February 1, 2015; Curb Appeal


These days I find I watch almost as much "House and Garden TV" as I do ESPN, Root Sports, or even History Channel.  In particular I tend towards the make over shows. In some couples are either shopping specially for a fixer-upper that is magically transformed into their dream home, or the evil real estate agent tries to lure them away from their beloved, but run-down home all the while the hapless but never the less good looking renovation expert is frantically remodeling in a effort to make them want to stay.  In all cases, curb appeal and making a house "warm and inviting" are high on everyone's list.

Curb appeal.....  Does it look "warm and inviting?"  Whenever I hear those phrases my mind goes back to my grandparent's barn in Ohop Valley.  On a cold, cloudy winter evening, as darkness begins to fall, what could be more warm and inviting than a dairy barn?  The barn lights are on, Grandpa, the Old Man, my little sister, all are inside busy with evening chores. Years earlier it was just me and Grandpa in there working.  Even from a distance you can hear the steady drone of the vacuum pump, the rattling of buckets, the static filled music coming from the barn radio.

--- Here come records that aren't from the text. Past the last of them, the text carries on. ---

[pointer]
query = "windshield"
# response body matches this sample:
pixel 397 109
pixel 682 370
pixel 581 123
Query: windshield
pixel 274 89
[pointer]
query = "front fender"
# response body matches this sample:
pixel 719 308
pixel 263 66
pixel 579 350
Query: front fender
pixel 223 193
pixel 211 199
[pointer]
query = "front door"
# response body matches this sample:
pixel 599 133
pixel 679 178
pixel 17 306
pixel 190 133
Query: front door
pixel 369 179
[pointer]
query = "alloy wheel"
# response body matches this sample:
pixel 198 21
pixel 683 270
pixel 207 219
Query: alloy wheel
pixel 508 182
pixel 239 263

Warm and inviting?  Even on the coldest nights or frigid mornings, the heat from the cows greeted your face when you walked through the door.  The hay mow above not only served as an all winter playground for us kids, but was a thick layer of insulation trapping the warmth coming from the cows.  Of course it helped that you were working.  Cleaning the gutter before and after milking, and of course milking the cows kept all of us busy enough the outside cold was seldom noticed.


There were the other chores as well.  Feeding hay, bedding down the cows if they were to stay in all night, and feeding the calves.  It could be well below freezing outside, but Grandpa would have his coat off, and the sleeves of his sweater rolled up while he mixed a bucket of powered calf milk.  (A quick aside, any farm kid will tell you, one of the best games was to dip your fingers into a bag of powered calf milk, and let the calf suck it off your fingers.  Then it was your turn.  You dipped your slobbery fingers back into the bag and licked the tasty paste off your own fingers.  You repeated that until Grandpa gave you that sideway glance telling you, "You've wasted enough powdered milk for one day.")


You want to talk curb appeal?  You want to talk about warm and inviting?  I would argue any real estate agent or renovation expert would be hard pressed to match, let alone top a barn full of dairy cows.


Just as I would argue their is nothing colder than the same barn standing forever more empty.